The combination of the disease and treatments rocked him back and forth between poor and better health almost daily. Nonetheless, he overcame a gauntlet that included radiation and chemotherapy and returned to school late in his freshman year.
He joined the marine magnet program at San Pedro High, and continued to volunteer whenever possible at the Cabrillo Marine Aquarium, where he had worked for years to observe the aquarium’s nursery and tend to the aquarium's outdoor garden. When people would ask how he was feeling, he told nearly everyone he was “good”—even when he was not.
He did all that between horrendous bouts of chemotherapy, hospital stays for weeks at a time, blood transfusions and even a trip to San Francisco, where he remained in a room for a week undergoing radiation therapy. While Pete literally roomed with Christian during the long hospital stays, his sister, Rhea, 13, stayed with her mother or family friends.
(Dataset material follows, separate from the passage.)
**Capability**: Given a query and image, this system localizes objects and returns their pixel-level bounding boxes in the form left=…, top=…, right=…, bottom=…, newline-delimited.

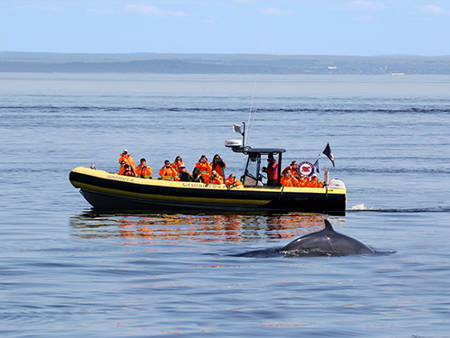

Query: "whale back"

When he finally returned to school, Christian became electrified by the 1960s. He wore bell-bottom pants, let his hair grow even longer and listened to Bob Dylan’s music. Other students asked him about his dress and he'd quickly gave the peace sign.
"It was a persona he developed and he came home one day and said: "I'm the school hippie." He loved it. It was his new persona and he got a lot of positive attention from it," his father explained.
His teachers often concluded that he was an older man with plenty of wisdom living in a younger body. When I met him two years ago on a student field trip to Yosemite Valley, that soon became clear. One day while hiking in the lush meadows, he grew tired and asked if he could return to his cabin.
He sat in bed staring out the window and writing, describing how robust the squirrels were, how the branches danced in wind and wondered what the constant chatter between the crows and jays was about, wishing he knew their language.
As I commiserated with his father on the phone, I said: “I’m so sorry, Pete. I thought Christian had so much to offer the world.”
“But he gave it to the world,” Pete reminded me when I should have been reminding him. He believed he would become part of everything when he died, Pete explained, and that he was a gentle teacher and reminder that people should take care of Earth and volunteer whenever possible.
When they first learned of his cancer, teachers, students and parents at Dana Middle School, where he attended, had several small fundraisers to help the family pay the bills.
A memorial will be held at the Cabrillo aquarium, where Christian would want his friends to join him to celebrate his life.
He is survived by his father, Pete, his sister, Rhea, his mother, Wendy, and his stepbrother, Alex.